Sanjaya Gangodawila

Personal information
- Full name: Gangodawila Appuhamilage Sanjaya Kumara Gangodawila
- Born: 20 June 1984 (age 42) Colombo, Sri Lanka
- Batting: Left-handed
- Bowling: Right-arm medium fast
- Role: All-rounder

Domestic team information
- 2006–2015: Bloomfield Cricket and Athletic Club
- Kandurata cricket team
- Basnahira cricket team

Career statistics
| Competition | FC | LA | T20 |
| Matches | 53 | 52 | 15 |
| Runs scored | 2223 | 857 | 89 |
| Batting average | 28.87 | 25.96 | 7.41 |
| 100s/50s | 2/15 | 0/2 | 0/0 |
| Top score | 113 | 77 | 23 |
| Balls bowled | 480 | 354 | 90 |
| Wickets | 12 | 14 | 12 |
| Bowling average | 28.25 | 23.28 | 20.00 |
| 5 wickets in innings | 1 | 1 | 0 |
| 10 wickets in match | 0 | 0 | 0 |
| Best bowling | 5/64 | 5/25 | 1/12 |
| Catches/stumpings | 37/– | 26/– | 8/– |
- Source: Cricinfo, 13 May 2018

= Sanjaya Gangodawila =

Sri Lankan cricketer (born 1984)

Gangodawila Appuhamilage Sanjaya Kumara Gangodawila (born 20 June 1984) is a Sri Lankan cricketer who played for Bloomfield Cricket and Athletic Club, Kandurata cricket team and for the Basnahira cricket team in 53 First-class cricket matches, 52 List A cricket matches and 15 T20 cricket matches between 2006 and 2015.

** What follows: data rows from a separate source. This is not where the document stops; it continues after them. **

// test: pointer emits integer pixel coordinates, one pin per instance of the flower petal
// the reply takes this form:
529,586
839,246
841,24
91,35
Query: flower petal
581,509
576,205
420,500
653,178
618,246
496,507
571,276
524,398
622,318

He was bought by the Basnahira Cricket Dundee team in the 2012 Sri Lanka Premier League draft for the inaugural edition of the Sri Lankan Premier League in 2012. But he didn't feature in any of the matches as Basnahira Cricket Dundee failed to reach the semi-finals.